I am thinking I should have just kept my mouth shut, these kinda discussions always get too messy and complicated. And in the end they just cause drama forget what I said.... I knew better...

That was my opinion part of the post, the second part of my post was my advice

Slant, Efromm- I'm very sorry. I appreciate both of you posting.

I'm just very emotional right now and I know I'm probably not thinking clearly. And Efromm, there are so many more spiderwebs, I just decided to leave as much of those out as possible because it just makes it all that more complicated.

I really do appreciate the responses, please forgive my defensiveness, I'm all nerves right now.

:grouphug:
 
Alright well I'll come back when you're ready to talk :D


-if- you're ready to talk.
 
I'm quite surprised by what I'm reading. I don't understand such strong moral convictions against an issue that doesn't appear to even remotely effect you.

The thing is, if you don't want a kid you don't want a kid. The only reason to have a kid is if you WANT to have a kid. So what if they were irresponsible. What's the biggie?

I think in order to solve this problem you need to solve why this thing is troubling you so much. You said you didn't like this girl in the first place, so perhaps you are building a bunch of your held back emotions on this one event, and this is 'the breaking point'. That's one theory.

But you really need more information in order to compute for yourself what the solution is.

I can explain this pretty easily. Your a T so this wouldn't make much sense. But this is pretty much Fe at work. This is common for an INFJ we feel stuff like this a lot. And I'm not surprised at all at the frustration. Swan is feeling.

So ya I know whats it like to feel this and its something that takes time to get over. Its part of being INFJ or even an F.

I do think this women doesn't really know what she is getting her self into.
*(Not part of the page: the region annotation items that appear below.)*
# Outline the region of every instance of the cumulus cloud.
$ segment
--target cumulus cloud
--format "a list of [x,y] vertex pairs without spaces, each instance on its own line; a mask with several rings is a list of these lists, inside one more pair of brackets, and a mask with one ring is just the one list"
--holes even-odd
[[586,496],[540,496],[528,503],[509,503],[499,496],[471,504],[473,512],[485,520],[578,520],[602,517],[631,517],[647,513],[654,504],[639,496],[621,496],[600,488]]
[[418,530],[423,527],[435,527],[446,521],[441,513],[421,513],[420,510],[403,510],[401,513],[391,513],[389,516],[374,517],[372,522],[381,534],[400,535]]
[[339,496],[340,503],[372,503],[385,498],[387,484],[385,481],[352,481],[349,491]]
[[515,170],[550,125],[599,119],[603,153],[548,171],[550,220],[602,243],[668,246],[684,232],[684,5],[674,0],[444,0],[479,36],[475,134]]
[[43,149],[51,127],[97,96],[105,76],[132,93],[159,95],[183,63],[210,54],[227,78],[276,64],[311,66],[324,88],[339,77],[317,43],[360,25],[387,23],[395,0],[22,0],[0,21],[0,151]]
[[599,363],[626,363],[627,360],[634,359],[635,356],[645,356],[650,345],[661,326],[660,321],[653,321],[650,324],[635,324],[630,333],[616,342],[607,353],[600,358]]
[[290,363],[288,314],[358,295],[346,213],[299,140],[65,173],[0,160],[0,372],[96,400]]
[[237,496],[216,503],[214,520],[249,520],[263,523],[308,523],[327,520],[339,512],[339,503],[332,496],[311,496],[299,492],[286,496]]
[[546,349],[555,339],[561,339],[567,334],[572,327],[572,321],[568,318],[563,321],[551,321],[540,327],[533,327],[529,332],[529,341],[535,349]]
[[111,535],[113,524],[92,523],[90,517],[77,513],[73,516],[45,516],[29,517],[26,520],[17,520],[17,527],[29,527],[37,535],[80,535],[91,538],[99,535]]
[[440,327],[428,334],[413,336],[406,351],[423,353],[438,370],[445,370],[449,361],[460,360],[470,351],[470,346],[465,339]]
And I admit I find it a little moronic they weren't more careful but again there isn't many options here.

I only hope it doesn't run there relationship.
 
So ya I know whats it like to feel this and its something that takes time to get over. Its part of being INFJ or even an F.

LOL, I just messaged Slant talking about the working through process and how I must "try on a solution" before I decide it's the right one. I've already been engrossed in this everyday for a week.
 
But, what if the woman is a T who's having the abortion?
 
But, what if the woman is a T who's having the abortion?

It's not a question so much about the abortion as it is how can I and my husband (who is a T) cope, without it negatively affecting the relationship with the primary friend? The abortion is going to happen tomorrow, my husband said that she is dead set on it and nothing is going to change her mind.

It is very complicated and I think someone earlier mentioned "build-up" which is probably accurate as well, but even if there wasn't any build-up, the way it's being handled, I think it's just really revealing about the fiancee's character in particular, to such a negative extent that we just don't know how to deal with it. And neither of us is too happy with the primary friend either, but we love him and we don't want to ruin a friendship that's been intact for many years.